Abstract

Emerging evidence demonstrates that post-translational modification plays an important role in several human complex diseases. Nevertheless, considering the inherent high cost and time consumption of classical and typical in vitro experiments, an increasing attention has been paid to the development of efficient and available computational tools to identify the potential modification sites in the level of protein. In this work, we propose a machine learning-based model called CirBiTree for identification the potential citrullination sites. More specifically, we initially utilize the biprofile Bayesian to extract peptide sequence information. Then, a flexible neural tree and fuzzy neural network are employed as the classification model. Finally, the most available length of identified peptides has been selected in this model. To evaluate the performance of the proposed methods, some state-of-the-art methods have been employed for comparison. The experimental results demonstrate that the proposed method is better than other methods. CirBiTree can achieve 83.07% in sn%, 80.50% in sp, 0.8201 in F1, and 0.6359 in MCC, respectively.

1. Introduction

Human genome project has been successfully completed in the end of the twentieth century. More than 20,000 protein-coding genes have been reported. These coding genes construct the intact proteins in the biological processions. Nevertheless, this information can hardly cover the relationships among the proteins and the human biological processions [1, 2]. With the development of the proteomics, several types of post-translational modification (PTM) have been reported in the level of protein. These modifications have the ability to construct protein structure and maintain proteins’ stability. According to the foundational protein composition, PTMs make contributions to translating peptides [3, 4]. A great number of PTMS can alter physiological activity. Meanwhile, several PTMs have reversible biological functions. It was noted that PTMs take part in several diseases. For instances, PTM enzymes are involved in neurodegeneration diseases, especially in patients with AD and Parkinson’s disease [57]. So, having a good knowledge of PTMs is critical for achieving basic biology functions, the human diseases’ detection, and drug target [8, 9]. It was pointed that an increasing number of modification sites can be identified with the methods of machine learning. Nevertheless, the majority of machine learning approaches and experimental ones are inherently expensive and time consuming. Therefore, constructing an accurate and effective identification algorithm seems to be an urgent issue in the field of computational biology.

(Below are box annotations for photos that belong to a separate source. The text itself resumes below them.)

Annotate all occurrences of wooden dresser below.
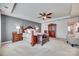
[12,32,23,42]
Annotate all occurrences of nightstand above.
[12,32,23,42]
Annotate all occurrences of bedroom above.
[0,3,79,56]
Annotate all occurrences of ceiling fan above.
[38,12,52,20]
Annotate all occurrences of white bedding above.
[23,33,32,43]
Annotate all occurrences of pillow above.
[24,30,27,33]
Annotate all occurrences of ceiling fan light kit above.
[38,12,52,20]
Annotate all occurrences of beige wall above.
[0,12,1,45]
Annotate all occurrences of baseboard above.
[1,41,12,44]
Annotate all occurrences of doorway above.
[48,24,56,38]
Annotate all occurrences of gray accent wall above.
[1,15,41,42]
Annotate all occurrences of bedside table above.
[12,32,23,42]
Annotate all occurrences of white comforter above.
[23,33,32,43]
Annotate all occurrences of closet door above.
[48,24,56,38]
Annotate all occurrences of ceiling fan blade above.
[47,13,52,15]
[40,13,43,16]
[47,17,52,18]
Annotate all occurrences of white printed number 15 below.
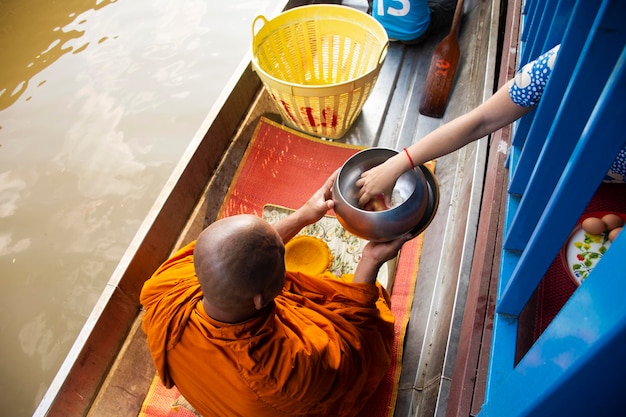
[376,0,411,16]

Citrullination, which can be treated as a special type of deamination, is one of the most universal type in the level of post-translational modification [10, 11]. Citrullination has been reported in several biological processions, including cytoplasmic, nucleic, and membrane [12]. In order to have a good knowledge of the mechanisms of citrullination, one of the most significant steps can be regarded as the effective and accurately classification on the modification sites and nonmodification ones. It was pointed that several proteomics approaches, which include immune detection [13], colorimetric detection [14], and mass spectrometry [15, 16], should be utilized in this field. Nevertheless, these abovementioned methods’ experimental approaches can be regarded to be time consuming to some degree [17, 18].

With the development of machine learning and artificial intelligence, some methods in silicon have been widely utilized in the area of bioinformatics. It was pointed that computational tools, including phosphorylation [19], methylation [20], acetylation [21], ubiquitination [22], carbonylation [2325], succinylation [26], malonylation, S-sulfenylation [27], and S-nitrosylation sites [28], have been proposed. Currently, Zhang et al. [29] initially proposed a computational approach to identification of such modification residues. Meanwhile, such work has the ability to remove some noise and redundant features [30, 31]. However, these subtle performances of such algorithms cannot be neglected. In order to design an effective and accurate algorithm to classify the citrullination sites in this work, we noted that the available features and the classification model can be regarded as basic elements in this classification problem.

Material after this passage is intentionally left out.